PSD2’s core objectives include enhancing consumer protection against fraud. It aims to do this by requiring stronger customer authentication procedures and enhanced secure data communication. Today’s systems rely on customers interacting with their bank directly, which means firms can process all the information needed to establish whether a transaction is fraudulent. Under PSD2, many customers will no longer be using their firm’s digital banking websites at all, reducing the amount of data available to input into fraud detection and prevention systems.
In an increasing number of situations, firms are required to foot the bill for losses as a result of financial fraud. With the factors above at play these liabilities may require further financial resources to be set aside.
The solution
Firms are already responding to increasingly sophisticated frauds by investing significant sums into fraud prevention and detection. They will also need to perform proactive transaction monitoring and develop rules suitable for their own manner of working to continue to prevent fraud.
Under PSD2, firms can block third-party access to accounts if they have evidence that the activity is unauthorised or fraudulent.
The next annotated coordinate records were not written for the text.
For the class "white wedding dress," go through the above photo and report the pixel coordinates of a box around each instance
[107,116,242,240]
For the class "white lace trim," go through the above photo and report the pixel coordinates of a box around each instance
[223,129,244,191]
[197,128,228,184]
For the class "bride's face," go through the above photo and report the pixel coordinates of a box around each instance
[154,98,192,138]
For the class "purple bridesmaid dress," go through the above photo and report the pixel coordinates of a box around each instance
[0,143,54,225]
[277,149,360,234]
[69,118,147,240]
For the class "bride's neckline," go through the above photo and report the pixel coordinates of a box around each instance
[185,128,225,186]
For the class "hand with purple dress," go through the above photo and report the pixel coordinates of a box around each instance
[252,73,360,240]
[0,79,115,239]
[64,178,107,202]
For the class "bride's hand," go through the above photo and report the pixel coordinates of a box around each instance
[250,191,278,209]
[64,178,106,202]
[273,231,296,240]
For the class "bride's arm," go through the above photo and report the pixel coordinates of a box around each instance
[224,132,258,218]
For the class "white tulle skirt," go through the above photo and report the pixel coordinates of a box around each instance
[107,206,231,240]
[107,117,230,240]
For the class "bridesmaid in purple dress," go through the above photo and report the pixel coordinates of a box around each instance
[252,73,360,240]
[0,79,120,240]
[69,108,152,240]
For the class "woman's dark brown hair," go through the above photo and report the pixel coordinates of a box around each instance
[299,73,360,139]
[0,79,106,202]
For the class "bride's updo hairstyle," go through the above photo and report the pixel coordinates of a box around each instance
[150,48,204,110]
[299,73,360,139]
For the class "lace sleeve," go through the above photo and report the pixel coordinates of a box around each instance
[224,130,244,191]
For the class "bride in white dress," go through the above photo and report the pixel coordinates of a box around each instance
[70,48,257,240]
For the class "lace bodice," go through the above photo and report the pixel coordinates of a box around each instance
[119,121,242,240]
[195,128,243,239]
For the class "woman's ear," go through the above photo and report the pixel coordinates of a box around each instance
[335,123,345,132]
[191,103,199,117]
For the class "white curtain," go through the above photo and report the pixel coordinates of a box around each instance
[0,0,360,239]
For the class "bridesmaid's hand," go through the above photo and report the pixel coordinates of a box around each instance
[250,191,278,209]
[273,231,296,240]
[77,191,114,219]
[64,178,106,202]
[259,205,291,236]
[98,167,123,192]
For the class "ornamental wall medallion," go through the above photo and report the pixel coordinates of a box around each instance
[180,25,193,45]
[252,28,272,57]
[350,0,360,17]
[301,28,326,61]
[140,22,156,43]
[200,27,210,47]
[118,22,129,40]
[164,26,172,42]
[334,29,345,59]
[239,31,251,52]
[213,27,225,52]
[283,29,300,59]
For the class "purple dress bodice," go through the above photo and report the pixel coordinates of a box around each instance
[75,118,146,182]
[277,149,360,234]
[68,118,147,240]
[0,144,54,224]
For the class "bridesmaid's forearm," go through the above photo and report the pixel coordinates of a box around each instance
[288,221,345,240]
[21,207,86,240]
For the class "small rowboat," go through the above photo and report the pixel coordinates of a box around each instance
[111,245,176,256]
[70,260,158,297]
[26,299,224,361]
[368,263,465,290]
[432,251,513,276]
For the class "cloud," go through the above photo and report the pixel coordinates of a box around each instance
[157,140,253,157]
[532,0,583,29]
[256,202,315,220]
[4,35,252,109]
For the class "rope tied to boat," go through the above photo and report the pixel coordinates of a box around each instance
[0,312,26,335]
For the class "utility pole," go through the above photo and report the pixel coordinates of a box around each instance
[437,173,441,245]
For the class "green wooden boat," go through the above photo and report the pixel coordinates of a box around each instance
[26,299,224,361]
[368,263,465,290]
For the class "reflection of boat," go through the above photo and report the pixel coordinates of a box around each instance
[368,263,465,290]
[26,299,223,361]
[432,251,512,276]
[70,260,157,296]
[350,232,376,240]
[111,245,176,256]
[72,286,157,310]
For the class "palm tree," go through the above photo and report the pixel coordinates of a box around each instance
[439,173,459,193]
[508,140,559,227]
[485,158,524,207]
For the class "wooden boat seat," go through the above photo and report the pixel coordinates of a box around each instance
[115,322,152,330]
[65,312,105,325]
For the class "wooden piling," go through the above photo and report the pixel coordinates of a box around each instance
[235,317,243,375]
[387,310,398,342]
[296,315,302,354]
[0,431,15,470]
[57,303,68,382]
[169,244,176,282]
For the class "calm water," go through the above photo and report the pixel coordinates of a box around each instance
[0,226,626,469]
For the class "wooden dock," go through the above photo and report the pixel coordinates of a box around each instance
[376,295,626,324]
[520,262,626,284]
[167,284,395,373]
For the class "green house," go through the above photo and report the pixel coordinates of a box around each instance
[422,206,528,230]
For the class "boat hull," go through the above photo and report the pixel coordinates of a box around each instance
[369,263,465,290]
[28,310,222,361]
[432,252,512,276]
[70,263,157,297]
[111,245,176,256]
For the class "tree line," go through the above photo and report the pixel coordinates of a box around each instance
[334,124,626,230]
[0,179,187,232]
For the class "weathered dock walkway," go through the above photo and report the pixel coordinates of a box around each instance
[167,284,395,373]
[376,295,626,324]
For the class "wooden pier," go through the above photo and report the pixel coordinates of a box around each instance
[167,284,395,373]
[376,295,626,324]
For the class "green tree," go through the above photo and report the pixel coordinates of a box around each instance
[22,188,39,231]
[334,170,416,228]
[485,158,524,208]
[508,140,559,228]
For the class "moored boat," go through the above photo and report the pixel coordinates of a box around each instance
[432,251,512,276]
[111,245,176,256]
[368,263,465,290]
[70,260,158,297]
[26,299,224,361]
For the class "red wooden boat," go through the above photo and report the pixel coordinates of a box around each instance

Systems will need to be designed to deal with these challenges in a balanced and proportionate way to avoid unnecessary interruptions to customers, while ensuring appropriate levels of protection.
However, fraud detection and prevention systems only go so far. Customer education is also likely to have a significant role to play, feeding into the ongoing debate regarding liability.
It is encouraging to see that firms have already taken steps to raise the bar on financial education. Earlier this year, Barclays launched a £10m ($13.3m) advertising campaign alerting the public to the risk of fraud. More recently, industry body UK Finance has invested in the Take Five to Stop Fraud campaign, to raise awareness of scams and explain how customers can protect themselves.
The banker-customer relationship is moving into a new era of service capability and communication. The more educated everyone is around the impact of transacting in this style, the better placed we will all be to maximise its potential and close the door to anything and anyone that might hinder this progress.
Jonathan Hoey is a partner at UK law firm TLT. He was assisted by Alanna Tregear, solicitor at TLT.